Mais la plus explosive des propositions concerne le report du porte-avions de nouvelle génération (PANG). Le contrat de réalisation devait être signé cette année pour une mise en service en 2038. Thomas Gassilloud propose de repousser cette échéance pour libérer des ressources. Damien Girard va plus loin : construire non pas un, mais deux porte-avions, « européanisés » pour mutualiser les coûts. « Cela permettrait une permanence à la mer, à l’inverse de la situation actuelle où le porte-avions est indisponible la moitié du temps », insiste-t-il dans Challenges. Le surcoût annuel de ce plan est estimé à 2,5 milliards d’euros. Ce montant s’ajouterait aux crédits déjà fixés par la LPM. Une somme massive, certes, mais jugée nécessaire.

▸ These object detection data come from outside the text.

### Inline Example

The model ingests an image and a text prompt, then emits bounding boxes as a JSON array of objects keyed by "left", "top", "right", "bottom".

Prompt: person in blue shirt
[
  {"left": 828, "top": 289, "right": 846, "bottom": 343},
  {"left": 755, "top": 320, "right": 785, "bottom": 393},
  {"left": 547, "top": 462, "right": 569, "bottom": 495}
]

Le report du successeur du ‘Charles de Gaulle’ est une ânerie : notre unique Porte-avions sera vieux en 2038, et n’a pas la capacité d’utiliser efficacement les drones. Son successeur aura une autonomie améliorée (durée d’utilisation des réacteurs doublée) et il en faudra effectivement deux. Enfin, emportant le SCAF en études chez Dassault, il sera doté de fonctions I.A. qui lui donneront de nouvelles capacités. Enfin, il faudra offrir à l’Italie, à l’Espagne, dont les P.A. sont hors d’âge, et à l’Allemagne, qui n’a pas de P.A., d’en construire sous licence.
Pour les frégates, il faut raisonner ‘Europe’, et non pas par chaque nation. Enfin, ce papier est muet :
– sur les sous-marins : la France achève son programme Barracuda (SNA très performants)
qu’il faut proposer à nos partenaires (Allemagne, Italie, Espagne, Pologne) ;
– sur l’industrie européenne de défense : par exemple, la fusion de Naval Group, Thyssen Krupp, Fincantieri, etc.. pour créer une force internationale qui connaîtrait un succès analogue à celui d’AIRBUS
Il faudrait des porteurs ‘pas trés chers , terrestres, aériens et navals d’essaims de mini drones d’attaque et d’observation. Afin de saturer l’espace ennemi et lui infliger des pertes considérables. Il faut apprendre des ukrainiens et collaborer avec eux. Leur imagination est remarquable et la plupart de leurs réalisations se font à moindre coût. Quand les français se poseront ils la question » combien ça coûte? » et comment être efficace sans une technologie remarquable mais dispendieuse. Celle ci devrait être développée pour la surveillance le brouillage etc…et l’indépendance à tous égards.